At its essence, a blockchain is an immutable record of exchanges of data, money, goods or services that sits on a network of computers. This shared ledger is stored simultaneously on the computers involved, which must first validate and then agree to any changes. This makes fraud acutely hard to perpetrate without majority control of the network. And data security and privacy are enhanced through the use of two types of cryptographic keys: a public one that can be accessed by the computers identifying the transactions, and private ones that belong solely to the buyers and sellers involved.

Capital markets banks see this as a big opportunity. In theory, blockchains could do away with much of the business performed by fee-charging third-party overseers like clearers and custodian banks. The former vouch for counterparties’ credit positions, while the latter transfer cash from one account to another.

With investment bank-run blockchains, these credit-checking, margin-call and settlement processes could conceivably happen automatically as part of the transaction itself. Instead of needing intermediaries to give it their blessing, the computers at the participating broker-dealers would be the sole signatories required. The main function of custody banks BNY Mellon and State Street would thus become redundant. Private sector clearing houses like LCH.Clearnet, CME Clearing Europe and the Depository Trust & Clearing Corporation could also conceivably lose business, though they might still be needed to sanction complex derivatives or multi-asset class transactions.

Banks could benefit in other ways too. There would be less need for the thousands of middle and back-office staff that the typical broker-dealer employs. Deutsche Bank as of December employed as many as two-thirds of its 28,280 investment bank staff in such roles.

All of that implies big cost savings. Separate studies by consultancy Accenture and Spain’s Santander each reckon blockchain technology could save $20 billion in annual costs, although the management consultancy sees that total as applying for the whole securities industry and the Spanish lender views it as applying to just banks. Accenture also says that those cost savings could be as much as a fifth of banks’ IT expenses.

Even so, the potential savings may not be all that material. Investment banks typically spend about a third of their total cost base on IT, including technologists’ salaries. That means blockchain-related savings could have pushed up the industry’s 2015 return on equity, excluding exceptionals, to 10.4 percent, according to Breakingviews’ calculations based on Coalition data. A handy bump, but only just above a cost of equity most analysts put at about 10 percent.

But with actual industry return on equity just 6.7 percent last year, according to Coalition, it is little wonder that bank bosses are suddenly interested. As many as 42 financial institutions have signed up to bank-funded blockchain development consortium R3. And hopes for blockchain fixes have helped former JPMorgan commodities head Blythe Masters raise $60 million for her Digital Asset Holdings startup.

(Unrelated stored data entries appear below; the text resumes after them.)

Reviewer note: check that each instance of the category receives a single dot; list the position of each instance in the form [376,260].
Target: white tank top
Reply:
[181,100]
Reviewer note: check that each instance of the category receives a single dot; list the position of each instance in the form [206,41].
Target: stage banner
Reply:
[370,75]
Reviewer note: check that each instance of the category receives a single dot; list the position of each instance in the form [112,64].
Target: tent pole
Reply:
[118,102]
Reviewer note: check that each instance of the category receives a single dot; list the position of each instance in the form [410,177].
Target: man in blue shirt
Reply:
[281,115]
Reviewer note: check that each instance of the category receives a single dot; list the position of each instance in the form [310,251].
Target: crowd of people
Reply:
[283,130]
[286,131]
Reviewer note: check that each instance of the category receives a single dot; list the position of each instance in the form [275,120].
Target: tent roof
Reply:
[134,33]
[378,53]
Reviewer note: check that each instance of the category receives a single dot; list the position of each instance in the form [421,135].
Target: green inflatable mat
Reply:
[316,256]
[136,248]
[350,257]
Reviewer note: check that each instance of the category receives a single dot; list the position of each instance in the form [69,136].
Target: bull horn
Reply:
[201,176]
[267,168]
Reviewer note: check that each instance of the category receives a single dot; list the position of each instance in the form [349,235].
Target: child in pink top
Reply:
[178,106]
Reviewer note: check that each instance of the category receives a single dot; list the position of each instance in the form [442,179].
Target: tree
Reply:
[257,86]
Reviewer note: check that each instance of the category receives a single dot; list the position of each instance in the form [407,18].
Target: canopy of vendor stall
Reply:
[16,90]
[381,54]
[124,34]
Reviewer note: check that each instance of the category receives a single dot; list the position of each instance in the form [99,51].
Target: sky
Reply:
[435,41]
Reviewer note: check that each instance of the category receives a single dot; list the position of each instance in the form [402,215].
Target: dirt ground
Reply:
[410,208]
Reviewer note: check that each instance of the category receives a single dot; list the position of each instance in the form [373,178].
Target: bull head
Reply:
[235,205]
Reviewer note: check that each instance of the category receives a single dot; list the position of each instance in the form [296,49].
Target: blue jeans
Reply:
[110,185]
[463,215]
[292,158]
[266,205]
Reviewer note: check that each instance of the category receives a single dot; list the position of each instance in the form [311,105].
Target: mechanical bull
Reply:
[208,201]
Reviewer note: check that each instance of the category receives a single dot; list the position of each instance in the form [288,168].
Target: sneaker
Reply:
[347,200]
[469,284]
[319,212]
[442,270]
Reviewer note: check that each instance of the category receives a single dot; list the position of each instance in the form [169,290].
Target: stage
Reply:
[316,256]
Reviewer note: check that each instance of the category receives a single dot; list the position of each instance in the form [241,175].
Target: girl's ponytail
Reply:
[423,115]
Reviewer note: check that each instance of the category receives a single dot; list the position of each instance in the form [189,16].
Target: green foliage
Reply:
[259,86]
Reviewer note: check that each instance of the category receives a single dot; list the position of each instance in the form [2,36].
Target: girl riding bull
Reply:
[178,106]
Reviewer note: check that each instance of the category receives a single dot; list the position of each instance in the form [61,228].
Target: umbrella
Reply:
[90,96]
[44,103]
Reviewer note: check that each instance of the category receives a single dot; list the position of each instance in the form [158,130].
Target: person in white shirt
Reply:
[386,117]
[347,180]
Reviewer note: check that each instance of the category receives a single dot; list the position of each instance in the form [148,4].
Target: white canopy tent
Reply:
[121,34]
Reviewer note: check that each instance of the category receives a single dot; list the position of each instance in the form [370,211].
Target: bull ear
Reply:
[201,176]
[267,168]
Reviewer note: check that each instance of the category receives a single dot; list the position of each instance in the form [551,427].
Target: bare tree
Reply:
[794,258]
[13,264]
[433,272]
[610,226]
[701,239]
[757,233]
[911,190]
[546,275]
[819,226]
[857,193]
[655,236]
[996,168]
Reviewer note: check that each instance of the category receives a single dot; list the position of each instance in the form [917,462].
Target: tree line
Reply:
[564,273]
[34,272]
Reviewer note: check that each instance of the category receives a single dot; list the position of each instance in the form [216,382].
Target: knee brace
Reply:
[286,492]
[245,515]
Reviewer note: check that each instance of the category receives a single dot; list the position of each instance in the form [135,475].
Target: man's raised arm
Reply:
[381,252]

Yet there’s also danger, however small, that other market participants could develop blockchain technology to the detriment of banks. Nasdaq Linq has already offered non-public equity securities on a controlled blockchain, while an Overstock bond has traded on the bitcoin blockchain. The likes of UBS and JPMorgan are rare examples of investment banks that have also managed to develop basic applications.

More generally, the more that is automated, the less investment banks will have to do. True, big money spinners like the buying and selling of highly structured derivatives may always need human brainpower, while mergers and acquisitions advisory is unquestionably a people business. But there’s no reason why much of the heavy lifting of secondary trading or even equity and bond issuance couldn’t be done largely on automated, blockchain-enabled platforms. Banks may be able to develop some of these trading systems themselves, while buying others. But they could struggle to charge as much for their use.

It’s hard to quantify how much the twin threats of lower fees and shrinking business could hurt banks. But imagine 10 percent of annual industry revenue vanishes. Even allowing for the potential savings, returns would barely improve from underlying 2015 levels, according to Breakingviews calculations.

Bankers disinclined to panic have some crumbs of comfort. There are several difficulties with getting blockchain adoption over the line. Propellerheads are yet to design blockchains that would resolve complicated ownership structures or even allow settlement in more than one currency, as TABB Group notes. Cross-jurisdictional claims also present a formidable legal obstacle. And the cost savings envisaged so far may be on the low side.

Still, the technology seems at least as much as a threat as a benefit for investment banking. If the banks weren’t so desperate to bump up their returns, they might be keener to block blockchain’s advance - rather than help hook it up.